The new generation house is part of what the team refers to as its “Exploration Series”, pushing the boundaries on advanced 3D-printed houses that are resilient and sustainably built.
Built using ICON’s latest Vulcan construction system, ‘House Zero’ highlighted the benefits of additive construction and inspired to connect humans with Nature, integrating various biophilic elements in the house design.
Lake|Flato Architects collaborated with the team at ICON to develop a new set of architectural innovations and strategies, expanding the performance capabilities of 3D-printing technology.
“The 3D-printed wall design and its inherent biophilic quality conveys an ordered, yet non-rigid pattern, invoking a rooted and timeless sense of natural refuge,” said Lewis McNeel, Associate Partner, Lake|Flato.
Through its exposed concrete walls, ‘House-Zero’ wears its construction process and technology proudly on its sleeves, showcasing its additive manufacturing process.
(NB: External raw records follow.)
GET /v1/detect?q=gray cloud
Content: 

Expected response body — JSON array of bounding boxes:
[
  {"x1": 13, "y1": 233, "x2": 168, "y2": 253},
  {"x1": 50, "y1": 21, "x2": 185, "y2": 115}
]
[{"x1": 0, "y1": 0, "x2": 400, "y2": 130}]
“House Zero is ground zero for the emergence of entirely new design languages and architectural vernaculars that will use robotic construction to deliver the things we need most from our housing: comfort, beauty, dignity, sustainability, attainability, and hope,” said Jason Ballard, co-founder and CEO of ICON.
He continues, "Houses like this are only possible with 3D printing, and this is the new standard of what 3D printing can mean for the world. My hope is that this home will provoke architects, developers, builders, and homeowners to dream alongside ICON about the exciting and hopeful future that robotic construction, and specifically 3D printing, makes possible. The housing of our future must be different from the housing we have known.”
According to the architects, the curved walls of the house create a structurally-efficient structure while creating softer, more natural circulation routes inside. The house blends mid-century aesthetics with energy-efficient design, developing an architecture that promotes resiliency through sustainable design.
The exposed concrete, internally, is clad with simple wood elements, which builds upon the principle of biophilic design, drawing attention to the natural world. Further, windows and doors are placed to increase natural daylight inside the house while also framing the landscape outside.
ICON develops advanced construction technologies that advance humanity by using 3D printing robotics, software and advanced materials.